The Nissans were fastest, indeed there was talk of their Qualifying engine producing 1000BHP, but they did not prove reliable. By half distance, it was clear that the race was going to boil down to a fight between the works Jaguars and the privately entered Porsche being driven by two wealthy amateurs, Walter Brun and Jesus Pareja and a former Grand Prix driver and sportscar ace, Oscar Larrauri. While most of the Porsche crews had taken the advice of the factory and turned up with the low- downforce ‘longtail’ Porsche 962s, in order to be quicker down the Mulsanne straight, Brun had decided to gamble on the high downforce, high drag Short Tail 962, and this gamble had clearly paid off. With the addition of the two chicanes on the Mulsanne, Le Mans was no longer a true low-downforce track.

The race was effectively decided when the Brun Porsche was forced to stop to replace a failed battery, losing five minutes in the process. This allowed the Jaguar of NAMES HERE into a lead they could not lose. In the event, the Brun Porsche didn’t even make the finish, retiring with engine failure just ten minutes from the end of the race. This left the way clear for Jaguar’s first 1-2 since the 1950s.

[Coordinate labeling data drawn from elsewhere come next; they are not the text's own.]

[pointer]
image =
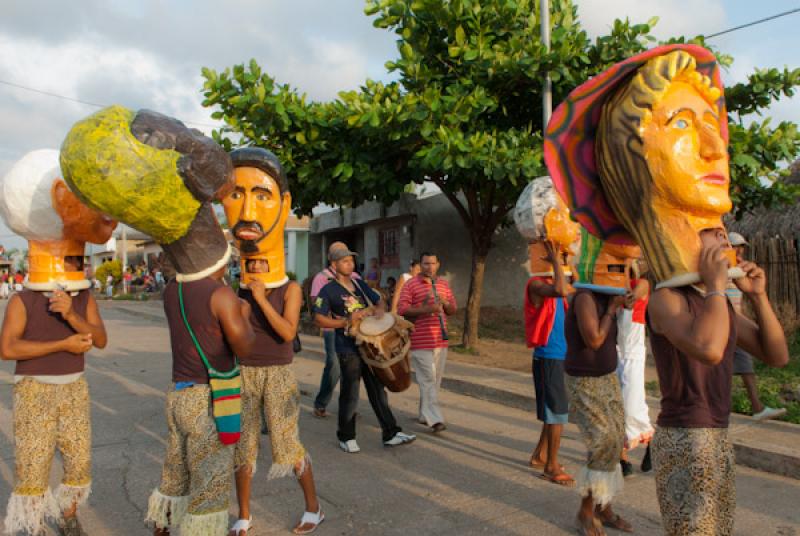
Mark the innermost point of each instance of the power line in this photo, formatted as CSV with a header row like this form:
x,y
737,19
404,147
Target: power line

The rest of the season was, as expected, a Sauber benefit. There was a tantalising glimpse of the future of sports car racing at the Mexico City round of the championship in October 1990. Here Peugeot debuted their radical new 905, powered by a 3.5 litre V10. It instantly made much of the field look woefully obsolescent, and while teething problems ensured that it did not figure in the last race of the 1990 season, it was apparent that sports car racing was entering a new era, in which downforce and high-speed cornering ability would count for as much as good fuel consumption and reliability.